Borders Buses are still struggling for drivers so any increase in their levels of service is still some way off yet - if indeed it ever happens. I'm of the impression that their current timetables are now permanent.
 

Devon Sunset

Member
Joined
20 Oct 2020
Messages
128
Location
East Lothian
Can they not just source some low height reasonably new deckers that fit under the bridge at East Linton? I know it sounds simple so it probably won’t be but then no need for route or service changes and no extra drivers required.
 

FlybeDash8Q400

Established Member
Joined
26 Jun 2018
Messages
2,254
Location
Edinburgh
Can they not just source some low height reasonably new deckers that fit under the bridge at East Linton? I know it sounds simple so it probably won’t be but then no need for route or service changes and no extra drivers required.
That would solve part of the problem, but there’s an even lower bridge in Dunbar, so further changes would be required to the network.
 

scosutsut

Member
Joined
1 Jan 2019
Messages
1,017
Location
scosutsut
That would solve part of the problem, but there’s an even lower bridge in Dunbar, so further changes would be required to the network.
Yeah you just aren't taking deckers past Haddington nor do you need to from a load factor as far as I know.

So it's a case of:

* X7 peak frequency improvement (pre-covid it was 3 an hour not 2)
* part route X7s with deckers on the peaks
* splitting the X7 into two routes (Haddington and Dunbar via East Linton)
* changing the X6 to be, err an X, not a pretend one like it is at the moment
* Re-timing the X6 (least impactful option but easiest to execute?)

Most of which involve a combination of more drivers, more vehicles, dead mileage or lost coverage on existing routes.

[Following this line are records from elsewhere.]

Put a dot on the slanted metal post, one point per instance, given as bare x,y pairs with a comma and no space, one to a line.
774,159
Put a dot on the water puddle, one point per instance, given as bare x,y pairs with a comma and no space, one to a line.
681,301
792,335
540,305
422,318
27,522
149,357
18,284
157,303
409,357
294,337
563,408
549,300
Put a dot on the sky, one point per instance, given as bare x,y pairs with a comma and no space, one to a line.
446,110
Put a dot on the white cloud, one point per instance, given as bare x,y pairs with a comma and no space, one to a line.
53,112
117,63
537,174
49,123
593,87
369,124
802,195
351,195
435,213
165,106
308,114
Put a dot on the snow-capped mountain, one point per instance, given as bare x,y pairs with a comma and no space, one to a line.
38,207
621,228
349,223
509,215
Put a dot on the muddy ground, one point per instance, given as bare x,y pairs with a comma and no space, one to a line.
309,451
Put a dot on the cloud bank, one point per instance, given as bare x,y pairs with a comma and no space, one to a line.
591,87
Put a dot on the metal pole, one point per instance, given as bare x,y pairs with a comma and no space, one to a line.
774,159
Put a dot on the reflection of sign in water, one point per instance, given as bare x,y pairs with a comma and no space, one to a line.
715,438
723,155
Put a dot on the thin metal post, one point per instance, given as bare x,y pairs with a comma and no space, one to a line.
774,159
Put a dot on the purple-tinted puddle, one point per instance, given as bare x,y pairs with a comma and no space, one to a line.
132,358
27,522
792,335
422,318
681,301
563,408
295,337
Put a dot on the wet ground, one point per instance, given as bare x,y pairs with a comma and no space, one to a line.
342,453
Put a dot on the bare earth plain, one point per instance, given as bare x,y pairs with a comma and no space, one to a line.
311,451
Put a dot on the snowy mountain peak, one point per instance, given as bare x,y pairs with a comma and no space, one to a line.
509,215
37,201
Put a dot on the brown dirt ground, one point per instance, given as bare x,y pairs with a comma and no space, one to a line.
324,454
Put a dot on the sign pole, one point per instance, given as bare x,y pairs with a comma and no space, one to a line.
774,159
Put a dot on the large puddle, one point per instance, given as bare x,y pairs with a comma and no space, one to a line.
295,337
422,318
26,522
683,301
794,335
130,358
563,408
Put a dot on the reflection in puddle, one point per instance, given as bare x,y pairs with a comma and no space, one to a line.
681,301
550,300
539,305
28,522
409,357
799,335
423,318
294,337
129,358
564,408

No silver bullet unfortunately.

I hope they sort it out, as Haddington has grown significantly as a town and it's easily the biggest town in EC territory without a viable rail link for commuters.
 
Last edited:

JurassicMan

Member
Joined
4 Jan 2020
Messages
83
Location
Glasgow
I waited for almost an hour on a LCB bus today on the 27/28. I'm guessing cancellations are not posted by this operator?
 
Last edited by a moderator:

FlybeDash8Q400

Established Member
Joined
26 Jun 2018
Messages
2,254
Location
Edinburgh
Yeah you just aren't taking deckers past Haddington nor do you need to from a load factor as far as I know.

So it's a case of:

* X7 peak frequency improvement (pre-covid it was 3 an hour not 2)
* part route X7s with deckers on the peaks
* splitting the X7 into two routes (Haddington and Dunbar via East Linton)
* changing the X6 to be, err an X, not a pretend one like it is at the moment
* Re-timing the X6 (least impactful option but easiest to execute?)

Most of which involve a combination of more drivers, more vehicles, dead mileage or lost coverage on existing routes. No silver bullet unfortunately.

I hope they sort it out, as Haddington has grown significantly as a town and it's easily the biggest town in EC territory without a viable rail link for commuters.
I think the opening of East Linton station will make this situation much easier to solve. But it’s not going to be until around 18 months to 2 years before that’s ready.

Whatever people come up with, it’s either not enough, or cuts something else. It’s a no win at the minute unfortunately.
 

gavin1985

Member
Joined
1 Jul 2019
Messages
82
Location
Edinburgh
I waited for almost an hour on a LCB bus today on the 27/28. I'm guessing cancellations are not posted by this operator?
No they don't they blame the app for not being able to post cancellations either.

Had this a few times with the X18 at Newbridge heading to Edinburgh. When its the only Lothian branded bus in the area its really frustrating (keeping it as PG as possible).

Wish that they would just update the timetables to say hourly at least until they can get driver numbers back up.